Load NVIDIA's RADIO model from Hugging Face.

In [None]:
# List available encoders
print("Available encoders:", EncoderRegistry.list_available())

# Create RADIO encoder
print("\nLoading RADIO encoder (this may take a moment on first run)...")
encoder = EncoderRegistry.get("radio", variant="base", pretrained=True)

print(f"\nEncoder: {encoder.__class__.__name__}")
print(f"Output channels: {encoder.output_channels}")
print(f"Patch size: {encoder.patch_size}")
print(f"Parameters: {encoder.get_num_parameters():,}")

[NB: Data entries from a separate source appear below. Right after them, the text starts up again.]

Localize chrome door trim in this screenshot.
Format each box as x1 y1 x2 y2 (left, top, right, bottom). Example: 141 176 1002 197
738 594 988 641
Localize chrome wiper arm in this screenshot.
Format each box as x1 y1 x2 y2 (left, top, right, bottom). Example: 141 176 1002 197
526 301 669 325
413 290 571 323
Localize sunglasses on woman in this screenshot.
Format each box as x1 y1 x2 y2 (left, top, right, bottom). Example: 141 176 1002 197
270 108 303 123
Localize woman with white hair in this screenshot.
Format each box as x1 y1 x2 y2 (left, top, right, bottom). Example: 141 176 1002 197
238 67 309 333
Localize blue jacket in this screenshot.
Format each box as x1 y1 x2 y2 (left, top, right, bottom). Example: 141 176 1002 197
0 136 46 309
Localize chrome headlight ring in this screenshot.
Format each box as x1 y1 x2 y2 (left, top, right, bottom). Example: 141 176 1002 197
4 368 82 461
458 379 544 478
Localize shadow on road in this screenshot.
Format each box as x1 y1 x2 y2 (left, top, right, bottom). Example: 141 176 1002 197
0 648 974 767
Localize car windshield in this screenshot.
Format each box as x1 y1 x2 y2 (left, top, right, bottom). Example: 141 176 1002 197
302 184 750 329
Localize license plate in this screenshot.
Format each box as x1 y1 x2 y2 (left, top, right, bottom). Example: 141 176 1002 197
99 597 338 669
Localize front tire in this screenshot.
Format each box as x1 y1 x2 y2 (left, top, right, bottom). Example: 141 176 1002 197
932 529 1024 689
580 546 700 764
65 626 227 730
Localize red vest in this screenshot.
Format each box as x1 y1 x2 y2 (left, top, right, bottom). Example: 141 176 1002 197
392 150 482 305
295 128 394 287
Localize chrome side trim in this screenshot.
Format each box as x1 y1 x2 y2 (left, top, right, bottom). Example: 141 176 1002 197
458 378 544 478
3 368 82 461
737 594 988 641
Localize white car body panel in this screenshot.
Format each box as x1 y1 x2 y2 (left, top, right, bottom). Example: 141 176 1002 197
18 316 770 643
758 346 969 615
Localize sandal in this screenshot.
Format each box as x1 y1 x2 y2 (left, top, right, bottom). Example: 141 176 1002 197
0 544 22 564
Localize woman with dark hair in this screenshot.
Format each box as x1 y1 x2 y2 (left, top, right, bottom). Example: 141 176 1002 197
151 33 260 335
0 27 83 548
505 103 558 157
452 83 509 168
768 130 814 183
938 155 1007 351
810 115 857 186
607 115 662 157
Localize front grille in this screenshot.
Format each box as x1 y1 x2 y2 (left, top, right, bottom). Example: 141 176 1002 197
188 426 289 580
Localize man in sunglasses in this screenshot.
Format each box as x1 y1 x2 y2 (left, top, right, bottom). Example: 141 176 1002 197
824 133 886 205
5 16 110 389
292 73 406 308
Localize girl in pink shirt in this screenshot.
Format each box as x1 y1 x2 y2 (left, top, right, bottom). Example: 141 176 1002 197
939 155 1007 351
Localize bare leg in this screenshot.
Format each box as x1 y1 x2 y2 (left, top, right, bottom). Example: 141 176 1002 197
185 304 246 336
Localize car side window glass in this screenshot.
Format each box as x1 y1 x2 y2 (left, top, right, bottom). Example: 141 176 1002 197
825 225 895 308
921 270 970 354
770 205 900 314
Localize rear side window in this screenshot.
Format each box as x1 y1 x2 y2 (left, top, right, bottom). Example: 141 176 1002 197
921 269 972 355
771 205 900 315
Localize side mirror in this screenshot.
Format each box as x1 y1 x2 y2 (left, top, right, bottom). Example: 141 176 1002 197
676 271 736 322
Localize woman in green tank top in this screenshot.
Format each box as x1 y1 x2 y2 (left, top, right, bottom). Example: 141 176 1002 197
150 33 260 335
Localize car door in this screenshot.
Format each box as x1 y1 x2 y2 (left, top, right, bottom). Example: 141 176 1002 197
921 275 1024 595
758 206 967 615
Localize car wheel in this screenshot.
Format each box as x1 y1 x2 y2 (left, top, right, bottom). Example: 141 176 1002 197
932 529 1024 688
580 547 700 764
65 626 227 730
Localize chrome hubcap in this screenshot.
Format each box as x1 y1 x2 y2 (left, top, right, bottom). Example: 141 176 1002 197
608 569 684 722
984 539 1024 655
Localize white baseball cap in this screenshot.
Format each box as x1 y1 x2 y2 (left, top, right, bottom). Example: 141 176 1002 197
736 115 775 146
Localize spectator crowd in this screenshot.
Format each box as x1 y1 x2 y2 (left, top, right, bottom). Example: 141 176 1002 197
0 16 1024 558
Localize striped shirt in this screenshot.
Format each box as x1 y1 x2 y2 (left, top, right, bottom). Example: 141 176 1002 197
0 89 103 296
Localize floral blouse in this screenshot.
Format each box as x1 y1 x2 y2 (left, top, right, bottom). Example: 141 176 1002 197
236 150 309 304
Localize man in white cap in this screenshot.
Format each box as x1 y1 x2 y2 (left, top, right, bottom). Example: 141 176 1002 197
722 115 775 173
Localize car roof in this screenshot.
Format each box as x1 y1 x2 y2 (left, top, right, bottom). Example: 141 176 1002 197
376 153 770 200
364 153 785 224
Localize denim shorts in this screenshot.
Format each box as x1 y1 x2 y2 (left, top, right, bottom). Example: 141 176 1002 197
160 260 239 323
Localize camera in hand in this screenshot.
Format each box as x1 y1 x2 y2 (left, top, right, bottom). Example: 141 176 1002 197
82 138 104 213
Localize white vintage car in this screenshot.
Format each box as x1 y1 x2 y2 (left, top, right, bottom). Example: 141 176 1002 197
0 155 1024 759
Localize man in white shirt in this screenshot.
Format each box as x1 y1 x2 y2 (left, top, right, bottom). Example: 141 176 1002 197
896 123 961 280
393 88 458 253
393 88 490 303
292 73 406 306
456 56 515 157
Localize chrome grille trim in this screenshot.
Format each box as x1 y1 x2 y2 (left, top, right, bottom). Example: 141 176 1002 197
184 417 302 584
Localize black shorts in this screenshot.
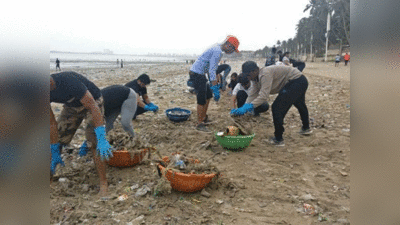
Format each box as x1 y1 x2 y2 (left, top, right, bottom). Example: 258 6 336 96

## 5. Create Segmentation Head

In [None]:
# Create head
head = HeadRegistry.get(
    "linear_probe",
    encoder=encoder,
    num_classes=21,  # Pascal VOC has 21 classes
    freeze_encoder=True  # Freeze RADIO for linear probing
)

print(f"Head: {head.__class__.__name__}")
print(f"Total parameters: {head.get_num_parameters():,}")
print(f"Trainable parameters: {head.get_num_parameters(trainable_only=True):,}")

## 6. Run Forward Pass

In [None]:
# Setup
device = torch.device("cuda" if torch.cuda.is_available() else "cpu")
print(f"Using device: {device}")

head = head.to(device)
head.eval()

# Get one sample
dataloader = DataLoader(dataset, batch_size=2, shuffle=False)
batch = next(iter(dataloader))
images = batch["image"].to(device)
masks = batch["mask"].to(device)

# Forward pass
with torch.no_grad():
    features = encoder(images)
    logits = head(features)
    predictions = logits.argmax(dim=1)

print(f"Features: {features.shape}")
print(f"Predictions: {predictions.shape}")

## 7. Visualize RADIO Features

In [None]:
# Visualize feature maps
feature_maps = features[0].cpu().numpy()

fig, axes = plt.subplots(2, 3, figsize=(15, 10))
axes = axes.flatten()

for i in range(6):
    axes[i].imshow(feature_maps[i], cmap='viridis')
    axes[i].set_title(f"Feature Channel {i}")
    axes[i].axis('off')

plt.suptitle("RADIO Spatial Features", fontsize=14)
plt.tight_layout()
plt.show()

## 8. Visualize Predictions on Real Images

In [None]:
# Visualize predictions
fig, axes = plt.subplots(2, 3, figsize=(15, 10))

for i in range(2):
    # Input image
    axes[i, 0].imshow(images[i].cpu().permute(1, 2, 0).numpy())
    axes[i, 0].set_title("Input Image")
    axes[i, 0].axis('off')
    
    # Ground truth
    axes[i, 1].imshow(masks[i].cpu().numpy(), cmap='tab20', vmin=0, vmax=20)
    axes[i, 1].set_title("Ground Truth")
    axes[i, 1].axis('off')
    
    # Prediction
    axes[i, 2].imshow(predictions[i].cpu().numpy(), cmap='tab20', vmin=0, vmax=20)
    axes[i, 2].set_title("Prediction (Untrained)")
    axes[i, 2].axis('off')

plt.tight_layout()
plt.show()

print("Note: Head is untrained. After training, RADIO achieves 70-80% mIoU on Pascal VOC.")

## Summary

✅ Loaded **real Pascal VOC 2012 dataset** with semantic labels  
✅ Created **NVIDIA RADIO encoder** (~300M parameters)  
✅ Extracted rich **spatial features** for segmentation  
✅ Visualized predictions on **real-world images**  

### Next Steps
1. Compare with SimpleCNN: See `04_model_comparison.ipynb`
2. Train the linear probe head for better predictions
3. Try different input resolutions (RADIO is flexible)

### Key Insights
- RADIO provides **1024-dim features** vs SimpleCNN's 256-dim
- Pretrained on massive datasets → better transfer learning
- Suitable for dense prediction tasks like segmentation